As we can see this took a bit of effort to set up, but we needed to establish the vertex and edge tiers in order to set up an iterative scheme for $G$ to be used throughout the proof, rather than in the case of vertex colouring or planarity where the graph can be iterated out one vertex at a time. But in both of these cases similar constructions can be made: instead of $\pi_n$, the number of minimal paths of length $n$, we use the chromatic polynomial $P_G(k)$ or a parameter that represents the number of topologically distinct configurations of $G$, and instead of a "vertex locator" like $x_{ik}^n$ we might have a colour or configuration identifier.

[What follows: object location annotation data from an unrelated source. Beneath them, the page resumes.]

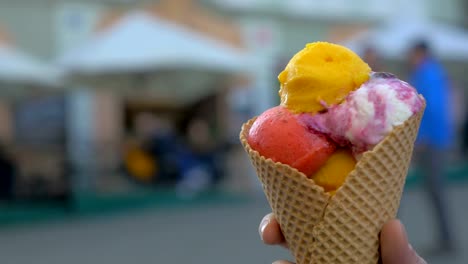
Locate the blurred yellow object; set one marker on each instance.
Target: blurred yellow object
(140, 164)
(333, 173)
(321, 75)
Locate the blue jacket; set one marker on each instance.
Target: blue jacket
(430, 79)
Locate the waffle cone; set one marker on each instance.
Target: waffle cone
(343, 228)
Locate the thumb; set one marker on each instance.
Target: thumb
(395, 248)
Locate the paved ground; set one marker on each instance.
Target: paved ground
(210, 234)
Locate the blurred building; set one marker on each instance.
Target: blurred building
(271, 31)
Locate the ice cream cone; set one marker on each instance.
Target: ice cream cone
(343, 228)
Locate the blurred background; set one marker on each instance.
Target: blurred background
(119, 122)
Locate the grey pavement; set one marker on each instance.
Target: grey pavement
(207, 234)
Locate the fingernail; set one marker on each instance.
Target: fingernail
(403, 231)
(263, 224)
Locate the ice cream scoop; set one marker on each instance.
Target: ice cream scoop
(280, 135)
(319, 76)
(369, 113)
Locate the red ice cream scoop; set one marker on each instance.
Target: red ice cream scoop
(282, 136)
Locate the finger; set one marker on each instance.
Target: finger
(270, 231)
(282, 262)
(395, 248)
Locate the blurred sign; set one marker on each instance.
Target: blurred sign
(262, 37)
(40, 120)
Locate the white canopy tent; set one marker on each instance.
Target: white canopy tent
(18, 68)
(393, 39)
(141, 42)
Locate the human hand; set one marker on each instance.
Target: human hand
(394, 245)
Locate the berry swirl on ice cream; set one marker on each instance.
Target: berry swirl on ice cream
(369, 113)
(333, 108)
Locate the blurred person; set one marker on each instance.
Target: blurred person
(198, 163)
(152, 157)
(7, 176)
(372, 58)
(435, 133)
(394, 245)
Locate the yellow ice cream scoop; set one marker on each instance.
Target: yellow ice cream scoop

Anyhow, if you've made it this far, thanks for going down the rabbit hole with me! Below is the construction of $\pi_n$, as promised.

Appendix: Constructing $\pi_n$

Here we need to return to the tiers of $G$ with respect to $v_0$. just to reiterate, we're still implying "minimal" when we talk about paths, and as a quick recap, we defined the $n^{th}$ tier of $G$ as $T_n = \{w \in V : L(w) = n\}$, the set of vertices which can be reached from $v_0$ via a path of minimum length $n$. The question of defining $\pi_n$, restated, would be: how many paths lead to $T_n$? There are two main parameters involved: given two vertices $v \in T_{n-1}$ and $w \in T_n$, we need to know how many paths lead into $v$, and how many edges join $v$ and $w$. To represent these, we define for all vertices $v$ and $w$:

$Q(v) =$ the number of paths leading into $v$ (we will explicitly define shortly)

$B(v,w) =$ the number of edges joining $v$ and $w$ (there may be more than one)

If we again take $v \in T_{n-1}$ and $w \in T_n$, the product $Q(v)B(v,w)$ gives us the number of paths leading into $w$ from $v$: each of the $Q(v)$ paths leading into $w$ may continue along any one of $B(v,w)$ edges to get there. We can see that this contributes towards $Q(w)$, but there may be other vertices in $T_{n-1}$ that also contribute. But if we add up all the contributions, we get $Q(w)$ as a whole. So we recursively define, for $w \in T_n$:

$Q(w) = \Sigma_{v \in T_{n-1}} Q(v)B(v,w)$ with $Q(v_0) = 1$ (there's only one minimal path from $v_0$ to $v_0$)

Adding up $Q(w)$ for all $w \in T_n$ then gives us the number of paths, $\pi_n$, leading into $T_n$:

$\pi_n = \Sigma_{w \in T_n} Q(w) = \Sigma_{w \in T_n} \Sigma_{v \in T_{n-1}} Q(w)B(v,w)$

$B(v,w)$ is always finite since $G$ is locally finite, thus $Q(w)$ is always finite (since it starts from $Q(v_0)=1$). Therefore, $\pi_n$ is always finite, as indicated in the proof.

And that about wraps it up. Thanks again for reading - I'm gonna go to bed now.